A la fin du 19ème siècle, le « truc » à la mode c’était le livre d’étrennes, les éditeurs ne manquaient pas d’idées pour profiter de l’aubaine.
Les « beaux livres » ont doucement supplanté les « livres d’étrenne », ils furent largement distribués sous les sapins naissants du 20ème siècle.
A l’aube du 21ème siècle, la mondialisation galopante autant que l’évolution des techniques d’impression ont banalisé les livres au point qu’ils ne constituent  plus un cadeau de prix, mais parfois un cadeau par défaut de « mieux ».

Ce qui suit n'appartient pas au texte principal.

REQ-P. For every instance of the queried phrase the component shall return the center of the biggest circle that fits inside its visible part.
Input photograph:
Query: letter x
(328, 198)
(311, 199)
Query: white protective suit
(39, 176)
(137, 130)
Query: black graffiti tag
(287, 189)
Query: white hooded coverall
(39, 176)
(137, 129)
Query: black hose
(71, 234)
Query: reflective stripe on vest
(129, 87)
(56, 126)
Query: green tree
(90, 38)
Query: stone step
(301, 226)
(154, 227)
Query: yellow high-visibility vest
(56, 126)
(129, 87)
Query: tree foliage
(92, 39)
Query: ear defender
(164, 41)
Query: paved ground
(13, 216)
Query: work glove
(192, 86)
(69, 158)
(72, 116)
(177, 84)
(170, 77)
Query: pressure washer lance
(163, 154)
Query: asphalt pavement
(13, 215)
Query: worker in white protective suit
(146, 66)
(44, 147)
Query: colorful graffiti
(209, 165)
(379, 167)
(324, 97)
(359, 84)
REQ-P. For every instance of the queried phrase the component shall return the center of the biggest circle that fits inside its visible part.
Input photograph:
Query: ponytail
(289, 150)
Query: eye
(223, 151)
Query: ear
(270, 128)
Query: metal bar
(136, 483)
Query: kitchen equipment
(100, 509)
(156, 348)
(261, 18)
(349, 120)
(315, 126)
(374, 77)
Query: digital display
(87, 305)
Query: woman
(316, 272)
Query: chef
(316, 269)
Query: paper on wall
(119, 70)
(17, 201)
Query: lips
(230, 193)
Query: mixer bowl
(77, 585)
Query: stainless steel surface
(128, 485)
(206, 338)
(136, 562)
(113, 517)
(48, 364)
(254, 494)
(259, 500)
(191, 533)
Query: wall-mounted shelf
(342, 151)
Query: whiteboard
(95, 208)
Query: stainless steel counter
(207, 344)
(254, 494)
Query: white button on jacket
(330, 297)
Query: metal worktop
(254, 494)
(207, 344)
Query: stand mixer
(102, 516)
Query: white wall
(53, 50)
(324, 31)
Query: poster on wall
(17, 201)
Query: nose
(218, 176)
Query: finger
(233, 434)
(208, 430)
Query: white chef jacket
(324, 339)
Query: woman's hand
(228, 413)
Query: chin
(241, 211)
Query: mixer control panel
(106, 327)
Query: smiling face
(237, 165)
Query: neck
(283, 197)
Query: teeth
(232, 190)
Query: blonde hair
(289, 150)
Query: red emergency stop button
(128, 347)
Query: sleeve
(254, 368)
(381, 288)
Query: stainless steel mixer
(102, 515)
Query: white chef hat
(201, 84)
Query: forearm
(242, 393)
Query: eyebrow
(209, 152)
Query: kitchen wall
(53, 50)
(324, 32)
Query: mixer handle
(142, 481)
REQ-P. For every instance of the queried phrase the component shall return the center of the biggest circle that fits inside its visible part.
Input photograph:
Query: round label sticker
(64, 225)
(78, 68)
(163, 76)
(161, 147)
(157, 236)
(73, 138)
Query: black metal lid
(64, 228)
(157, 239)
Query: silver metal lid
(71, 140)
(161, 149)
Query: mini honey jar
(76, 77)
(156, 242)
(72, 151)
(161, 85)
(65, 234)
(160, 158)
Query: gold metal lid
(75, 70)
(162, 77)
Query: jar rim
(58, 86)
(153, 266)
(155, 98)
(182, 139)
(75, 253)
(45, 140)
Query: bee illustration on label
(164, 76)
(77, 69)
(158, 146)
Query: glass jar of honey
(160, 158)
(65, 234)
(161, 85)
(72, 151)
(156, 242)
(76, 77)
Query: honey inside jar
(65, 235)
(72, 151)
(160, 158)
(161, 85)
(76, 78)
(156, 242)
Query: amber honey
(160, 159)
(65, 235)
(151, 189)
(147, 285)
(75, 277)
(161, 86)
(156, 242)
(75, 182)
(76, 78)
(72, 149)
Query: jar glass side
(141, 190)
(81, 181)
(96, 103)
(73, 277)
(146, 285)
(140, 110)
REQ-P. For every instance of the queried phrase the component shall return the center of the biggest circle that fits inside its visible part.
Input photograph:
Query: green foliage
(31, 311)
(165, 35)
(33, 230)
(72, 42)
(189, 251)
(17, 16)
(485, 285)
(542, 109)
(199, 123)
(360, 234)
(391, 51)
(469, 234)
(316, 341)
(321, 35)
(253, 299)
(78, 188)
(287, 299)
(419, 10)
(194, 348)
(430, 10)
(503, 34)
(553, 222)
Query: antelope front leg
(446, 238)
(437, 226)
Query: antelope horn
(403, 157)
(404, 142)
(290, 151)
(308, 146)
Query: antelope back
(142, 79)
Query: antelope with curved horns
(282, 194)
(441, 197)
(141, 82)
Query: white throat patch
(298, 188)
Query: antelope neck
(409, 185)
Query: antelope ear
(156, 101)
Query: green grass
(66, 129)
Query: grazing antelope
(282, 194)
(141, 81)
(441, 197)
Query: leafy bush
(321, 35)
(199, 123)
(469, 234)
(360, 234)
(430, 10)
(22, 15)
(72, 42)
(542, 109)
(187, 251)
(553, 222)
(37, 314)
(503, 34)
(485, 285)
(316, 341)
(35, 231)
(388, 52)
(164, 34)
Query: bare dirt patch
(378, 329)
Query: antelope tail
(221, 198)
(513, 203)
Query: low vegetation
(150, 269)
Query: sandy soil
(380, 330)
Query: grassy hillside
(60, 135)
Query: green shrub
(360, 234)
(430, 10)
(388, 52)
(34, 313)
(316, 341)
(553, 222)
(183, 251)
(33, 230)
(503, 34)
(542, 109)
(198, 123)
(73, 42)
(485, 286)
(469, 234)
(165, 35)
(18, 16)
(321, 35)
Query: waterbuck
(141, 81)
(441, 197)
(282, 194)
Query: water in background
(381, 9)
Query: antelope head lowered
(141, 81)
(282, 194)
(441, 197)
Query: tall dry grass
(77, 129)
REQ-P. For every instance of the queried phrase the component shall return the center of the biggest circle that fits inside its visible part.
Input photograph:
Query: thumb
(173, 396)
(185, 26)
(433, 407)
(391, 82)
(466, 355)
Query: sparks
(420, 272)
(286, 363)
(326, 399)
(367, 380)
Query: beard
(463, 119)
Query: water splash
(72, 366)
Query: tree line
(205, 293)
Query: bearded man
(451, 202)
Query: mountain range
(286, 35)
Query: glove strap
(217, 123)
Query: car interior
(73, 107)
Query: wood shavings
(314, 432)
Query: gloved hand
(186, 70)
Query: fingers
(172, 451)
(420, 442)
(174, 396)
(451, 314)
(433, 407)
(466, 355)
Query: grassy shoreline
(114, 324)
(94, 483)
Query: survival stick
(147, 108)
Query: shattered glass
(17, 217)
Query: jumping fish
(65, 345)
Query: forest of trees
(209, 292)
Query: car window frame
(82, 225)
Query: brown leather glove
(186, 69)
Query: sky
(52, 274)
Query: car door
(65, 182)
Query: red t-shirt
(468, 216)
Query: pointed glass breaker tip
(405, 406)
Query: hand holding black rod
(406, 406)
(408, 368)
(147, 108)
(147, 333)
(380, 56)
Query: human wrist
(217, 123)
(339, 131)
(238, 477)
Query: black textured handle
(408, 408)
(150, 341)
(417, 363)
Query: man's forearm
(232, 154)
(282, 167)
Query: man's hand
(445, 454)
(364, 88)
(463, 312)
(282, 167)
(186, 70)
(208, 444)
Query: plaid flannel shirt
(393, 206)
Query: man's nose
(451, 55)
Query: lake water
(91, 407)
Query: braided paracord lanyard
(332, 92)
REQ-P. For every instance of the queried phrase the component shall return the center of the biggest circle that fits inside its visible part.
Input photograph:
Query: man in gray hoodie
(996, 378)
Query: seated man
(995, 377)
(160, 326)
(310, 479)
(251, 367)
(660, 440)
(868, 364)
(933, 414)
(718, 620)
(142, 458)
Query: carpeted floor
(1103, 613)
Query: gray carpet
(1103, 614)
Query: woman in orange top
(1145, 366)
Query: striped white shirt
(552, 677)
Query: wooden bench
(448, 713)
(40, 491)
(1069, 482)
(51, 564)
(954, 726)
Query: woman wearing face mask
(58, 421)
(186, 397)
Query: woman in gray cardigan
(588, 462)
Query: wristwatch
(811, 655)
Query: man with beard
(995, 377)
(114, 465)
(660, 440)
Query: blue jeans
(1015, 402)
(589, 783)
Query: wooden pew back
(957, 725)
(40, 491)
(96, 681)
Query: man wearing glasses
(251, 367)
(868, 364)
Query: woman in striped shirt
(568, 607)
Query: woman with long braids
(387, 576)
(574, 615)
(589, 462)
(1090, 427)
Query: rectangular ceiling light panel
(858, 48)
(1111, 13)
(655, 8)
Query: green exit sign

Je reviens à ce jour des étrennes, ce jour de l’an neuf, et plus précisément à la nuit qui précède.
Dans notre actuelle vie d’occidentaux dans le vent, il est « normal » de prévoir et préparer un réveillon.
« Normal » étant une donnée statistique plantée au sommet d’une courbe de Gauss, de chaque côté du sommet tout est possible, bien que ce soit considéré comme un écart à la norme.
Bien entendu plus l’écart est visible sur la courbe, plus le risque de tomber dans « l’anormalité » grandit.
Pourtant je considère que se situer à la marge n’engage en rien l’appartenance de quiconque à la vie de la société.

Tout est tellement relatif.

Je m’aperçois en écrivant ce billet dans le contexte écologique que j’habite, que le fait d’être cette année en France, loin du soleil et des grandes randonnées en terre sauvage exacerbe mon sentiment « d’anormalité » relative.

Me voici donc en train de chercher « un truc » pour meubler ce passage qui semble incontournable.
Pour l’instant tout ce que je vois alentours ressemble à des sorties de secours ouvertes sur des microcosmes fermés.
Il faut avouer que ma vision de la débâcle obligée de fin d’année est dénuée d’objectivité.
J’ai été marquée par ma déambulation dans les rues parisiennes fin 1975. J’assurai alors une partie équestre du spectacle « Ben-Hur » .  Tandis que les gens venaient au spectacle pour ouvrir leur réveillon, nous finissions « le boulot »  (c’est à dire les soins aux chevaux et notre démaquillage) sur les coups de minuit. De fait,  je me suis retrouvée dans la rue « après » et c’était pour voir à travers les vitres des restaurants des dizaines de personnes  comateuses au milieu des serpentins et cotillons qui jonchaient le sol.
Pas de quoi rêver… Pas pour moi, en tout cas.

Et là, maintenant, tandis que mon hyper-connexion fait miroiter de tous les côtés des passages rêvés entre amis, me reviennent ces souvenirs qui disent que je suis, en quelque sorte, étrangère à ces festivités.

Pas pour moi les soirées gastronomiques à exploser la panse
Pas pour moi les soirées soufis à psalmodier le Mathnawi
Pas pour moi les soirées shootées sous les tables
Pas pour moi les soirées Bollywood à chanter Hare krschna
Pas pour moi les soirées Djeun’s entre retraités
Pas pour moi les soirées « paix sur terre » à réciter les Psaumes
Pas pour moi
Pas pour moi…

Il est un fait que je suis à la marge sur bien des points!
Et pourtant, je garde espoir de voir le changement d’année calendaire se faire même si je ne « fais rien » de notable.